Data Science Environment Summit

October 8, 2014

This week, I participated in the Moore-Sloan Data Science Environment Summit, a collaborative meeting between three data science centers at UC Berkeley, NYU, and the University of Washington. By virtue of being a fellow with the Berkeley Institute for Data Science, I was invited to participate in this meeting along with the PI’s, Co-PI’s, Senior Fellows, and other researchers who are part of BIDS, NYU’s center for Data Science, and the University of Washington’s eScience institute.


Our director, Kevin Koy, spearheaded the organization of this first annual meeting and made the wise choice to host it at the Asilomar Conference Grounds near Monterrey, CA.

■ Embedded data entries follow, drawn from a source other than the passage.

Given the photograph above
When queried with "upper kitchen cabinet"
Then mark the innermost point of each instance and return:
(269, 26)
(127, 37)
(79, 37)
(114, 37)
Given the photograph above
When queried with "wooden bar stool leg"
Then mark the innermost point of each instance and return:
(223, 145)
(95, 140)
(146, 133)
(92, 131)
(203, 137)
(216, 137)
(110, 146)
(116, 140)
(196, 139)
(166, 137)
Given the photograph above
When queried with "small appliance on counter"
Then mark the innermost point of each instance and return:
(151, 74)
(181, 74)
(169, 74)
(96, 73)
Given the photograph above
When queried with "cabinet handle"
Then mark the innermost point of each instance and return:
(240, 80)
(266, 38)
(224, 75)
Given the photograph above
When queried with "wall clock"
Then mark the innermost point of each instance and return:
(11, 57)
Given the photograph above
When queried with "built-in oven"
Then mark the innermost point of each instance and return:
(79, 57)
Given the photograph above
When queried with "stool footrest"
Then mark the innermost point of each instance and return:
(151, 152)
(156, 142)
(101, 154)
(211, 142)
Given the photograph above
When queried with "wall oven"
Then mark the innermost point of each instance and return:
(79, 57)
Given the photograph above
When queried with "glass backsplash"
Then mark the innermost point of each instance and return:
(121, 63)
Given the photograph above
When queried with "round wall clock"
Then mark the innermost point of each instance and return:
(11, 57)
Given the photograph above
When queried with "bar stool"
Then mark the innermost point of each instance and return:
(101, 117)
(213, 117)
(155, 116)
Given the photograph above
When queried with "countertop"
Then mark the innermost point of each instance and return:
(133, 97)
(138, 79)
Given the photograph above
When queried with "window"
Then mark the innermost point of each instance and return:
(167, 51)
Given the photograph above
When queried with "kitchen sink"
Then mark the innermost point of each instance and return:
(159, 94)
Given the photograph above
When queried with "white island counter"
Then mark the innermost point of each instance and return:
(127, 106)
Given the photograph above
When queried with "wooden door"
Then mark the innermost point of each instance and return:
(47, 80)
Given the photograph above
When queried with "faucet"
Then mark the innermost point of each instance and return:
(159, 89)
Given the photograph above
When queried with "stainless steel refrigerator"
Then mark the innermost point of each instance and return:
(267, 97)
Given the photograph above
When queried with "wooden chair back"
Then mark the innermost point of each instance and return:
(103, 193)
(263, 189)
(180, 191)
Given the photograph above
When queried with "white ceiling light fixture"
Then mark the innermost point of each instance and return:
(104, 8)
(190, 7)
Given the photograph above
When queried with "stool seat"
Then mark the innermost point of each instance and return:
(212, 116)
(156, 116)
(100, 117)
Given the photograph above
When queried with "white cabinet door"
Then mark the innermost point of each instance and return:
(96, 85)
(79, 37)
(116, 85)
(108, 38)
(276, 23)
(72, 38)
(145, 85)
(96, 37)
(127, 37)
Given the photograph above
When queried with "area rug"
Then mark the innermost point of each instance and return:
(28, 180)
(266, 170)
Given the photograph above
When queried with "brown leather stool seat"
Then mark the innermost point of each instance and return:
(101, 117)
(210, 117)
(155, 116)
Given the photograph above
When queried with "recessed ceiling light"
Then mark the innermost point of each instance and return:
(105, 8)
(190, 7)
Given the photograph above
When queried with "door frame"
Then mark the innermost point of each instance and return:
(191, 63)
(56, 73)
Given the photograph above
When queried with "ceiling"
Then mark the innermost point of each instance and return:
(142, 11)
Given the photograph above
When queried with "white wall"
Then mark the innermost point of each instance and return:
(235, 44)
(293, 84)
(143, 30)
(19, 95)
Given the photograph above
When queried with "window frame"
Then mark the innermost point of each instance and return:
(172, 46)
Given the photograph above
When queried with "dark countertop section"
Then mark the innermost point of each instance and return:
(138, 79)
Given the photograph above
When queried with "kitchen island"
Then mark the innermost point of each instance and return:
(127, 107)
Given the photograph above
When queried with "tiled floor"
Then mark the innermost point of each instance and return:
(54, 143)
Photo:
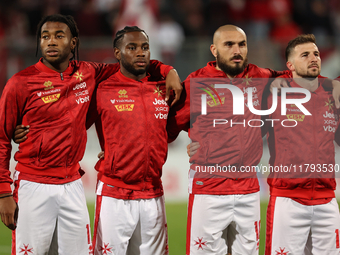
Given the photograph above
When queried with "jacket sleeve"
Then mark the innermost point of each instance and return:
(12, 103)
(179, 115)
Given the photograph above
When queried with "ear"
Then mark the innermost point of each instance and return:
(74, 42)
(290, 66)
(213, 50)
(117, 53)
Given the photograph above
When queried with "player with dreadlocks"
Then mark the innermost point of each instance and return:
(52, 97)
(130, 214)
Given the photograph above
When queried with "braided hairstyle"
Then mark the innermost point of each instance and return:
(69, 21)
(121, 33)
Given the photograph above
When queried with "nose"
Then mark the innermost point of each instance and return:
(52, 41)
(236, 49)
(140, 52)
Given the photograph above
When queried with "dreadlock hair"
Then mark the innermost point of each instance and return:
(301, 39)
(69, 21)
(121, 33)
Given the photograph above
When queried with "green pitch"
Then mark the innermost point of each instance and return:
(176, 216)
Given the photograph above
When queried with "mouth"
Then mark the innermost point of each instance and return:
(52, 53)
(140, 63)
(237, 59)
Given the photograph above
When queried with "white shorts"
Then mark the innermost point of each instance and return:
(130, 226)
(294, 228)
(218, 224)
(52, 219)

The Monterrey Bay Aquarium

The first thing on the agenda was the Monterrey Bay Aquarium. I’d always wanted to visit, and it was everything I could have imagined an aquarium might be. There’s an excellent jellyfish exhibit as well as a brand new cephalopod exhibit. The octopuses, squids, and cuttlefish were amazing creatures.

The Conference Grounds

I learned from Professor Henry Brady and his lovely wife that Asilomar was designed by architect Julia Morgan in beautiful arts and crafts style. The grounds are simply lovely and have a fun, if cold, nearby beach.

cold pacific

Bonding and Community Building

In order to solidify the collaborative bonds between the diverse scientists at the geographically disperse campuses involved in the collaboration, we did various bonding and collaboration building activities. While that’s not usually my jam, I did learn a few things.

Dav Clark FTW

The most important thing I learned was to have Dav Clark on your team. If possible, maximize the experience by having an extra David Clark on your team as well. Out of five people, our team had two Dav* Clarks and we were the winners. Coincidence? I think not.

Fail Fast

The other lesson from the bonding activities was straight out of agile workflows: fail fast. We were all separated into teams to make towers with spaghetti and tape, to hold up a marshmallow. We had 18 minutes. By prototyping quickly and racing ahead with the first reasonable-sounding idea that was suggested, we started actually building before a lot of other teams and had more time for quality control. In an analogy to the collaboration, this lesson suggests that rather than spending too much longer getting a plan together, we should just start moving with the ideas that we already have. Ideally, allowing ourselves room to fail fast, we’ll actually get some fast successes along the way.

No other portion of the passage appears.